Photo: Manoocher Deghati/IRIN
Almaz sometimes works in a market to support her children
ADDIS ABABA, 23 August 2007 (PlusNews) - Almaz Hailu*, 35, is an HIV-positive widow living with an aunt and struggling to raise two young children in Addis Ababa, the Ethiopian capital.

"Three years ago, I started to see my husband taking pills every night after dinner. I did not question him for a while, but I became more suspicious and worried about him when he did it regularly. One night, I asked him if he is in good health. He persuaded me that he was overloaded with work and the doctor prescribed him a vitamin to give him liveliness.
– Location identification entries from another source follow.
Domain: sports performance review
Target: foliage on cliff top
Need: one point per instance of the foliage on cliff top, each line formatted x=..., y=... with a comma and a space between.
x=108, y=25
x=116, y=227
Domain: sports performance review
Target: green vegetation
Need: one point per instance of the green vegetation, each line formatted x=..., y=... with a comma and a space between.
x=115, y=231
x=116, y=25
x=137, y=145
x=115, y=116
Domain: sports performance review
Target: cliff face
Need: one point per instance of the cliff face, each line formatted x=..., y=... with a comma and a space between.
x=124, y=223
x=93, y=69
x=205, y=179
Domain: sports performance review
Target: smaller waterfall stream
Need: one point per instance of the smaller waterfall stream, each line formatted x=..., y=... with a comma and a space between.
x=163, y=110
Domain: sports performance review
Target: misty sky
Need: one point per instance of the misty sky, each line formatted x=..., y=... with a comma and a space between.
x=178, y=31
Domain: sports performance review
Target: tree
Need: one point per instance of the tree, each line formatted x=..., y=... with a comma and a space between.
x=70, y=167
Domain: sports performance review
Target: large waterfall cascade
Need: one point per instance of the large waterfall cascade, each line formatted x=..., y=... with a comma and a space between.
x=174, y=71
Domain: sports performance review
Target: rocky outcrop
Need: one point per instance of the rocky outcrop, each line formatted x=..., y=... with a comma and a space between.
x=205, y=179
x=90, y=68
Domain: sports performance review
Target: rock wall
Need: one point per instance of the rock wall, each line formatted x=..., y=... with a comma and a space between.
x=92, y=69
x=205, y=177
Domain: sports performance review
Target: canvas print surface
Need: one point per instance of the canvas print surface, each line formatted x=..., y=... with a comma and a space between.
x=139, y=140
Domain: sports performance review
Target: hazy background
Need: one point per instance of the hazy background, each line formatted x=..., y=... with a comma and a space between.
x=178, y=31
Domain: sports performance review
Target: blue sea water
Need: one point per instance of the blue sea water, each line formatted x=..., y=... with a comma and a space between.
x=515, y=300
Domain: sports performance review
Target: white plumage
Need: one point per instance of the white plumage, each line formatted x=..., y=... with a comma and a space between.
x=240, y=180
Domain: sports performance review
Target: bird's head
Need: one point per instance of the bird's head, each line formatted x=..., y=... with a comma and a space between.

"I admitted that I was also losing energy and getting tired, and asked him if I could share his 'vitamin'. He warned me that it was not good for a woman's health - I believed him.

"Three years later, he got very sick and was admitted to a hospital. On the second day of his admission, the doctor approached me and advised me to get tested for HIV. I almost collapsed and refused to accept the doctor's suggestion.

"I kept telling the doctor that I do not need to be tested since I had never slept with anyone else except my husband. It did not occur to me that he was the one who was sleeping around.

"The doctor insisted [on the HIV test] and I found out about my status. I collapsed, and when I woke up the doctor informed me that I could live for years if I start taking the ART [antiretroviral therapy]. From then on, I have been on ART.

"My husband confessed that he knew his status for three years and did not tell me, fearing that our family and neighbours would discriminate against us. He said the fact that the HI virus is sexually transmitted shamed him.

"My husband died shortly afterwards and everything changed for my family from that day on. He was the breadwinner, so now I am burdened to provide food for my children. Thanks to a widowed aunt, I am now sharing a small room with my two children.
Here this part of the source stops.